For the first time since the fall of ’16 we saw some significant selling pressure in stocks. Granted a great deal of it came on Friday, but last week saw the S&P 500 experience its biggest decline since the first week of ’16.
For some time now I have been cautioning investors about the overbought levels in most of the indices, ETFs and individual stocks. I have also been talking about the sentiment readings being overly optimistic. I have talked about the streak of days without a five-percent correction.
While I have issued cautious statements, I don’t think we are getting ready to head in to a bearish phase. When we look at the weekly chart of the S&P, we see how minor of a correction we had last week. The index hasn’t breached its 13-week moving average yet and it is still almost nine percent above its 52-week moving average.
We see how overbought the S&P was heading in to last week. In fact it is the most overbought it has ever been based on the 10-week RSI. The RSI did move out of overbought territory thanks to last week’s selloff, but it has a long way to go before it gets anywhere close to oversold. Personally I think a pullback to the 52-week moving average would be a good thing for the market.
I view the market like a pressure cooker and if there isn’t a little steam let out every once in a while, we could see an explosion of sorts. Last week’s selling, for now, appears to be nothing more than letting off a little steam.
The fundamentals of most companies are still pretty good and the majority of earnings reports have been beating estimates. The P/E ratios are terribly high and most fundamental valuations don’t show the market as historically expensive.
The sentiment indicators are the ones I am most interested in seeing. Most of the best sentiment indicators are only calculated once a week and when they are released this week, they will reflect what last week’s selling did to investor confidence. A few sentiment indicators that are available daily have changed dramatically.
One of those sentiment indicators is the CBOE Volatility Index (VIX) and it jumped sharply last week, climbing over 56 percent on the week. The VIX moved above the 17.50 level for the first time since the Presidential Election in November ’16. That is a significant jump and it is up so far again this week.

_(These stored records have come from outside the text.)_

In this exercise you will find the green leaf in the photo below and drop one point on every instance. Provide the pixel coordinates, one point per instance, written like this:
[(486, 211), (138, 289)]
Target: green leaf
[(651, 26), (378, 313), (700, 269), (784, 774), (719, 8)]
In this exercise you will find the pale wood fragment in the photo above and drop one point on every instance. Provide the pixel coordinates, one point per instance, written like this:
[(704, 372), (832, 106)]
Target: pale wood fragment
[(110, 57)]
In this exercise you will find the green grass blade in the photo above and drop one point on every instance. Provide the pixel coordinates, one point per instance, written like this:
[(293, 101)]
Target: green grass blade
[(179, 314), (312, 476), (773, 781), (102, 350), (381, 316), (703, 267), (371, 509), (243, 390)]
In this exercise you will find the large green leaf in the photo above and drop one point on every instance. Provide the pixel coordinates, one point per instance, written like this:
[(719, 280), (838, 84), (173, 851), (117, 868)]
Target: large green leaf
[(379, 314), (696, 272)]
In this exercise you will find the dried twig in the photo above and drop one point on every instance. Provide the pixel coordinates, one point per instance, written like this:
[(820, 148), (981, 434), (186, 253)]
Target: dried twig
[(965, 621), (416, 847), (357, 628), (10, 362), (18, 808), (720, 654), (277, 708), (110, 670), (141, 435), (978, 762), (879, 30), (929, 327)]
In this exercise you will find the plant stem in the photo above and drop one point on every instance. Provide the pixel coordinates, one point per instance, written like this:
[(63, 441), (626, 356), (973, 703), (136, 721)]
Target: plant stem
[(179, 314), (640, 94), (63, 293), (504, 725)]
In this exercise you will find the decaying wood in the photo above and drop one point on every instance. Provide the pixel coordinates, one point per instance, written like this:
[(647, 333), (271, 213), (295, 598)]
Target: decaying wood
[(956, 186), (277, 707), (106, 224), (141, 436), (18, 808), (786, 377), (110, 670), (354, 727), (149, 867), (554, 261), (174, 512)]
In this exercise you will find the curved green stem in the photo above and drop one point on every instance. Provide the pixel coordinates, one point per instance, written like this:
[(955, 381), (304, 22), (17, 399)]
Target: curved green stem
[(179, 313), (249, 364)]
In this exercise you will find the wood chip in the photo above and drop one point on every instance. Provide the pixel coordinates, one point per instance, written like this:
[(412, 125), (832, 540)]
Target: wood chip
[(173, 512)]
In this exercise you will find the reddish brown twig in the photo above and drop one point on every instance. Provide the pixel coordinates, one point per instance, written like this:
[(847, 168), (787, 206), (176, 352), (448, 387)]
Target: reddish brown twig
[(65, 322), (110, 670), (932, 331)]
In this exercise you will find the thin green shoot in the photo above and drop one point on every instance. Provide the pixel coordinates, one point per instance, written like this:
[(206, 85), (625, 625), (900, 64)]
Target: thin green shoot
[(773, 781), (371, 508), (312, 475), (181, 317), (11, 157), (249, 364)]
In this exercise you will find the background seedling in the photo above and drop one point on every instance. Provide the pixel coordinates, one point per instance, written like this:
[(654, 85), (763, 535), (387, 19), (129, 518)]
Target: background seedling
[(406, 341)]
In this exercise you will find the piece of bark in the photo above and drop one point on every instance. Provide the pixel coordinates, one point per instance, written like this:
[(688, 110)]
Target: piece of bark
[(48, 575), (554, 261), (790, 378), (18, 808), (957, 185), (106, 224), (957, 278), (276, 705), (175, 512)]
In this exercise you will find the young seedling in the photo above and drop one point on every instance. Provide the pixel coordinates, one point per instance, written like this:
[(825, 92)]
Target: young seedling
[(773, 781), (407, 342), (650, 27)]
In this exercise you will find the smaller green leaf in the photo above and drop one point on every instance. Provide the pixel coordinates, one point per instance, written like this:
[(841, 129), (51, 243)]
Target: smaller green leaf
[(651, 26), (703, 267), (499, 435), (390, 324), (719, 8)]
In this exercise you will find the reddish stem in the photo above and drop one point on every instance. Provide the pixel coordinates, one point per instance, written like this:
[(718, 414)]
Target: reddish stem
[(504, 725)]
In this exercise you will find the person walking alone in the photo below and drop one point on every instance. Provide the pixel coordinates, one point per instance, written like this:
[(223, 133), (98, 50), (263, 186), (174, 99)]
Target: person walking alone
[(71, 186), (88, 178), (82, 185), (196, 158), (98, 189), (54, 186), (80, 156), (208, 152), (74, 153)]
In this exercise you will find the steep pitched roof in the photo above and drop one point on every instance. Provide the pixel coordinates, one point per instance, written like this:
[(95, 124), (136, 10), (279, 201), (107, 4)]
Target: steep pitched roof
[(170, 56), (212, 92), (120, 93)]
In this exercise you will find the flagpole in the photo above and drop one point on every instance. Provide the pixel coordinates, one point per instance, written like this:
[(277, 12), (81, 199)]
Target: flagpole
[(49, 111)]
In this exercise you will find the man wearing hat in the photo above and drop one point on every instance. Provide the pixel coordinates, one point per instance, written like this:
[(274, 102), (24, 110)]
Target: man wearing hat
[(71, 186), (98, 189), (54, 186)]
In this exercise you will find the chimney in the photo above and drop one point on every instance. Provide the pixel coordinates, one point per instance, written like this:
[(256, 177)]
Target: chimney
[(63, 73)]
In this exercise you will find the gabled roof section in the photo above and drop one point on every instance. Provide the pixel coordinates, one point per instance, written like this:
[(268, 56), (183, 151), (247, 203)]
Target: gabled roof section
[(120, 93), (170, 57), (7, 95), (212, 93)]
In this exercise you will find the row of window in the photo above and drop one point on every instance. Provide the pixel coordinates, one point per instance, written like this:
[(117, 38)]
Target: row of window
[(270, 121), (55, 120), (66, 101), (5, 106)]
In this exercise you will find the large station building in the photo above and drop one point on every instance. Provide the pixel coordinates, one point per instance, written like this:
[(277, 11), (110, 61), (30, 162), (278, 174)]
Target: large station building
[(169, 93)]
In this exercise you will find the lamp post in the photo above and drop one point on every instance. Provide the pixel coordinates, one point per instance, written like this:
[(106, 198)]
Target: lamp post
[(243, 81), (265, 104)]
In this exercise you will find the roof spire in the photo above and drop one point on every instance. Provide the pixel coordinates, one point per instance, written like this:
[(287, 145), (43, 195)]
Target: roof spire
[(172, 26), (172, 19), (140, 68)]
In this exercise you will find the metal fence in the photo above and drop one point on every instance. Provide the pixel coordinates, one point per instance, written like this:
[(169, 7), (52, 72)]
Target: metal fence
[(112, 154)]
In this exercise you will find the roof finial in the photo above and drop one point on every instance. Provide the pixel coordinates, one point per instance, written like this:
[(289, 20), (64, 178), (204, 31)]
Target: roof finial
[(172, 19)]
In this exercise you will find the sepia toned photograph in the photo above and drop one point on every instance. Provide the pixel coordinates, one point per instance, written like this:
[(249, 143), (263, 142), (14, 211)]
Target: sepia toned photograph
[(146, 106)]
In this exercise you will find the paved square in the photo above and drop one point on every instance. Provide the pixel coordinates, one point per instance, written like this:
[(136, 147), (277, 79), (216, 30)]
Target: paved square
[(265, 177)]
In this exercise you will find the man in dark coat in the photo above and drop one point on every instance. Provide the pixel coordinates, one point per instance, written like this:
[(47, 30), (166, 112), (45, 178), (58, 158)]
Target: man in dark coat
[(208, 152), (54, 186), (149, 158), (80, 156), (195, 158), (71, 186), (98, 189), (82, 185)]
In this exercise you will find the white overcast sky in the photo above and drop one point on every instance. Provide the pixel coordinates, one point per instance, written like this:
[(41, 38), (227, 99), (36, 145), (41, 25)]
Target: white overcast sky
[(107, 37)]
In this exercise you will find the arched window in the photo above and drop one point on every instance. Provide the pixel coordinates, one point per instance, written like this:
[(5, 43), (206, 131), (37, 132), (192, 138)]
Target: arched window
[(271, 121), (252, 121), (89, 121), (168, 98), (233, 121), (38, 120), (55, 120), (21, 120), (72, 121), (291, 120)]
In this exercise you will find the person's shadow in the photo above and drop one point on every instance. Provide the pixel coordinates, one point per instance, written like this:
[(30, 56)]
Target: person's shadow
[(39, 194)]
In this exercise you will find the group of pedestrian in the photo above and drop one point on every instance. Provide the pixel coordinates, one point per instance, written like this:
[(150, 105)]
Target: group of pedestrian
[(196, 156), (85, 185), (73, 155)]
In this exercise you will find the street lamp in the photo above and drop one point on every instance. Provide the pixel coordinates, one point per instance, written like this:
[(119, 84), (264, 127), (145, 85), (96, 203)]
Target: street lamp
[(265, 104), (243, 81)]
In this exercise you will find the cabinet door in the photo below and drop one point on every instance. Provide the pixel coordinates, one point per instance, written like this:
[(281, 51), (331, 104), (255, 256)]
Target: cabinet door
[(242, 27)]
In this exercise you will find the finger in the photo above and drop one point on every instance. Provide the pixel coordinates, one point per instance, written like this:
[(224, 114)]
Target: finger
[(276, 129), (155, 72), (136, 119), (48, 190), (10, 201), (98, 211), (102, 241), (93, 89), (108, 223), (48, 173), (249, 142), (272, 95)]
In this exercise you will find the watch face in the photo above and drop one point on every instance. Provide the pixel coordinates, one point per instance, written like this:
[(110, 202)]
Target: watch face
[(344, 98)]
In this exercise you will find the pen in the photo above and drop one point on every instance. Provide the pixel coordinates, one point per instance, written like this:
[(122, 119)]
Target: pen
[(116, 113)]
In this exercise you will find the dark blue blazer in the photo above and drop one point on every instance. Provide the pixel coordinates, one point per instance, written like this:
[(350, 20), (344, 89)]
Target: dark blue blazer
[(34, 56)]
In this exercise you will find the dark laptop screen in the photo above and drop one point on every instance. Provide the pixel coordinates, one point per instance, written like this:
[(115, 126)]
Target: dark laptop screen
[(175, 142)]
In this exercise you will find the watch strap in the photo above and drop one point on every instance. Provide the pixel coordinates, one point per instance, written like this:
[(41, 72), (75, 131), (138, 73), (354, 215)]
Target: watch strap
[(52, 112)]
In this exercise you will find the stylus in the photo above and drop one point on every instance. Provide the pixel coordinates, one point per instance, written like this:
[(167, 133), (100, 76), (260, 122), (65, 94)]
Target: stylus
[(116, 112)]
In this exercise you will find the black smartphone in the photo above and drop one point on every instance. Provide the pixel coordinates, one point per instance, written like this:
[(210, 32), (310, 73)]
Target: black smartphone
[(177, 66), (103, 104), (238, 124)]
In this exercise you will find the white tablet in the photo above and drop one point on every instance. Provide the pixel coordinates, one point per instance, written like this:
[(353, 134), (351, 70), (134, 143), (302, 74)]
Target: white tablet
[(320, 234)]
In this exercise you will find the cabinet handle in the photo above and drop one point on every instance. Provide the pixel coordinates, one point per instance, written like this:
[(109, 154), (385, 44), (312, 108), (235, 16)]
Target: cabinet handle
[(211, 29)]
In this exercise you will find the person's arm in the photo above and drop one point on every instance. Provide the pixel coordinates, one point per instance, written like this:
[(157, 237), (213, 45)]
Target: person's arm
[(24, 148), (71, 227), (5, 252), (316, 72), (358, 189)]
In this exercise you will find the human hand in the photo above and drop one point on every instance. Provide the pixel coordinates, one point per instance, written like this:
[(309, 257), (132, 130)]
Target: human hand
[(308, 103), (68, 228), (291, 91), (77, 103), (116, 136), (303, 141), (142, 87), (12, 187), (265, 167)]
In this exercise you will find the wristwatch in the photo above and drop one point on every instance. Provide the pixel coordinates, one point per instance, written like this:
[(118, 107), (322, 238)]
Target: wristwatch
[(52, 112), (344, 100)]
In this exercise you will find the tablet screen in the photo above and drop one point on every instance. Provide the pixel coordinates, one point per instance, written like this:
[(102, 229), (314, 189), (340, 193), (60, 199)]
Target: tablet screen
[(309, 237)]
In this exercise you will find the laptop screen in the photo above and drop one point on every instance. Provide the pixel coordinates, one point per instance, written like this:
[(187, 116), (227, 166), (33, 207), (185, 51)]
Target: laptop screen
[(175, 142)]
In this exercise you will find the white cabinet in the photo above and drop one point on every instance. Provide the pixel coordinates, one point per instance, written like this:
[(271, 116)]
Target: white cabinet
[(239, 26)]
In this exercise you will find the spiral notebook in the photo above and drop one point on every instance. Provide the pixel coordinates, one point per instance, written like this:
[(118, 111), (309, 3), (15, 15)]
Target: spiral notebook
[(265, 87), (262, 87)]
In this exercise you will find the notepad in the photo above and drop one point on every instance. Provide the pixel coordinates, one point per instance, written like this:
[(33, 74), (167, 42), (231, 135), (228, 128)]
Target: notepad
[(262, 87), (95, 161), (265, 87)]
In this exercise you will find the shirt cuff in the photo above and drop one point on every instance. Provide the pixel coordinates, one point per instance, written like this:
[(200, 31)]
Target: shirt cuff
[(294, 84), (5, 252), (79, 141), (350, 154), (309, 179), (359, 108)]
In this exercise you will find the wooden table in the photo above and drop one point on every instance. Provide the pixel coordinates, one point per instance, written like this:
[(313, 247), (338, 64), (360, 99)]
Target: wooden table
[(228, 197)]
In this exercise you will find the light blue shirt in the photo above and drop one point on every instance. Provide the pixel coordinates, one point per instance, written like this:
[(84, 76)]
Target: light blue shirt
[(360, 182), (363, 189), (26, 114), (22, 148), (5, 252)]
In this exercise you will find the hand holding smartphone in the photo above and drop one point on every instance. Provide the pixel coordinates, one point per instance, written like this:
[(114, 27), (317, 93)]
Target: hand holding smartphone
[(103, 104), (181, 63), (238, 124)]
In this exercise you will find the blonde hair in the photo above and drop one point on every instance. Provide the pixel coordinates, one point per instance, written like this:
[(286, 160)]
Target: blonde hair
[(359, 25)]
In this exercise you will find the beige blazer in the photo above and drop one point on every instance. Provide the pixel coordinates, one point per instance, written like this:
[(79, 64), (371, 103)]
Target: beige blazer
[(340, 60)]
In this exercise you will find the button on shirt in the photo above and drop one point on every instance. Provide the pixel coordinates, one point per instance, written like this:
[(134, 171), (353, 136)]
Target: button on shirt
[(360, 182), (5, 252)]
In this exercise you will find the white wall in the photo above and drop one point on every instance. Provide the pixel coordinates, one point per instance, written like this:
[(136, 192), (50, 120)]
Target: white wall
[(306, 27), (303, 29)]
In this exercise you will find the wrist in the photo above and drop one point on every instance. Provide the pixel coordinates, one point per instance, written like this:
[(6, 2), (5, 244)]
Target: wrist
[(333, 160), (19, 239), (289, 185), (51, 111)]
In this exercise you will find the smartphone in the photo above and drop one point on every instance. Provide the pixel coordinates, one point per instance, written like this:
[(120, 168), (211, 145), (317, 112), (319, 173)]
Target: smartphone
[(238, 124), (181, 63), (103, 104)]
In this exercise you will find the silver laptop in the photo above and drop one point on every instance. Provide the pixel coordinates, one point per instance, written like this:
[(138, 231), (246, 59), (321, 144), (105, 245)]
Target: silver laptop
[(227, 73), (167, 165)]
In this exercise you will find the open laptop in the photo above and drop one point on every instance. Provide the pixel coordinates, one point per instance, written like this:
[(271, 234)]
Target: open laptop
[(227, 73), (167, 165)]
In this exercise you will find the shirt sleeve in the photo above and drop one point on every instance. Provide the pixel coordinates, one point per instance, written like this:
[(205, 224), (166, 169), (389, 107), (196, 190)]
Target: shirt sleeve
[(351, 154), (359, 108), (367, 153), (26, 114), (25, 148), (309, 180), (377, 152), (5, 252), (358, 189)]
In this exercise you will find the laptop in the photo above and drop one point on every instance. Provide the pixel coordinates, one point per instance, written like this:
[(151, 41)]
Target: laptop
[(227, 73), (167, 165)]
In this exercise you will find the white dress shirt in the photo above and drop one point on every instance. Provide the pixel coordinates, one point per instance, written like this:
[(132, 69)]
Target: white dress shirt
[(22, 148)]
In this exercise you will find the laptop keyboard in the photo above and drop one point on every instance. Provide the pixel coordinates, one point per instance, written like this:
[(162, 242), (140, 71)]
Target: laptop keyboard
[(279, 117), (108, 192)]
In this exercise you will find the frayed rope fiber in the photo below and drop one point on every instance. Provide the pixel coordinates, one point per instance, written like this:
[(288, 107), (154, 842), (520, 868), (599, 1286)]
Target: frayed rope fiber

Another sentiment indicator that I can look at on a daily basis is the SentimenTrader.com Optix for the major index ETFs. The optix on the SPDR S&P 500 went from its highest reading in the last year on January 26, to its lowest reading of the past year last Friday. One week is all it took to go from the highest reading to the lowest reading. This sentiment gauge is influenced greatly from the daily trading action, so it could be overstating the sentiment shift due to the sharp selling last week.
I am far more interested in seeing what happens to the Investors Intelligence report and the AAII sentiment survey. These two indicators shift far more slowly and had been at pretty optimistic levels in recent weeks. The AAII survey had started to show a decline in optimism in the last two weeks, but the Investors Intelligence report was still showing extreme optimism with the ratio of bulls to bears coming in at a ratio of over five to one in each of the last three weeks. That ratio had not been seen since 1987. I am hoping that last week’s selling caused a significant decline in the ratio.
For me the bottom line is this: we needed last week’s selling to remind investors that the market moves in two directions, up and down. We need some more selling in order to bring the sentiment indicators down from the incredibly high optimism levels we have seen lately. Are we heading in to a bearish phase? I don’t think so, at least for now.
If we see the S&P continue down, I will be anxious to see if it gets to its 52-week moving average and where the sentiment readings are at that time. If it breaks below the moving average, I will start getting a little more concerned about a possible bearish cycle. If we see the 13-week moving average make a bearish crossover below the 52-week moving average, that will cause me major concern.